God’s a quality of actions and relations—a felt, experienced quality. At any rate, he’s that for our purposes, for purposes of living. Because, of course for purposes of knowing and speculating he may be dozens of other things as well. He may be a Rock of Ages; he may be the Jehovah of the Old Testament; he may be anything you like. But what’s that got to do with us as living corporeal beings? Nothing, nothing but harm, at any rate. The moment you allow speculative truth to take the place of felt instinctive truth as a guide to living, you ruin everything.’
Spandrell had protested. Men must have absolutes, must steer by fixed external marks. ‘Music exists,’ he concluded, ‘even though you personally happen to be unmusical. You must admit its existence, absolutely, apart from your own capacity for listening and enjoying.

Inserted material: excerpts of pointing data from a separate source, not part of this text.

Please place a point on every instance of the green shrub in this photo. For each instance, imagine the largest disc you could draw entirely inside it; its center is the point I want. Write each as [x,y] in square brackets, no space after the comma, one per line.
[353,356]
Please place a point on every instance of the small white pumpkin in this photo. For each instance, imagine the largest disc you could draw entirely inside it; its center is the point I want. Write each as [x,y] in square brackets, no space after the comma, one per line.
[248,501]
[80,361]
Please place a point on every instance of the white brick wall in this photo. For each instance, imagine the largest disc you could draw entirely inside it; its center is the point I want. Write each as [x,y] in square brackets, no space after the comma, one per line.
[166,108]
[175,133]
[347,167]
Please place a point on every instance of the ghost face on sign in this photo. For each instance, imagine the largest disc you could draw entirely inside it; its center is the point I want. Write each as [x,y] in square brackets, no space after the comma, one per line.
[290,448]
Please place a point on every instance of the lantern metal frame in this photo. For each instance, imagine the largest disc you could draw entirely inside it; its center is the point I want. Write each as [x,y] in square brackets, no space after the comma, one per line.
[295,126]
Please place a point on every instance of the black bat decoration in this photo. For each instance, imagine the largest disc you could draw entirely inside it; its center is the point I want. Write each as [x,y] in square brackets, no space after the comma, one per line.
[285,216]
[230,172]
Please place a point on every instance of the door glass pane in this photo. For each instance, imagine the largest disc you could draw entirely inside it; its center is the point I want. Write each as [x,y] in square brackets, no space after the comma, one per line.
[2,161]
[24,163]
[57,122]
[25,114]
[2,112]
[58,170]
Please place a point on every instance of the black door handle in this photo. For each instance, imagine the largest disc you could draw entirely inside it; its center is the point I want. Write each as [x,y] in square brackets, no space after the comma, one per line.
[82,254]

‘Speculatively, theoretically, yes. Admit it as much as you like. But don’t allow your theoretical knowledge to influence your practical life. In the abstract you know that music exists and is beautiful. But don’t therefore pretend, when you hear Mozart, to go into raptures which you don’t feel. If you do, you become one of those idiotic musicsnobs one meets at Lady Edward Tantamount’s. Unable to distinguish Bach from Wagner, but mooing with ecstasy as soon as the fiddles strike up. It’s exactly the same with God. The world’s full of ridiculous God-snobs. People who aren’t really alive, who’ve never done any vital act, who aren’t in any living relation with anything; people who haven’t the slightest personal or practical knowledge of what God is.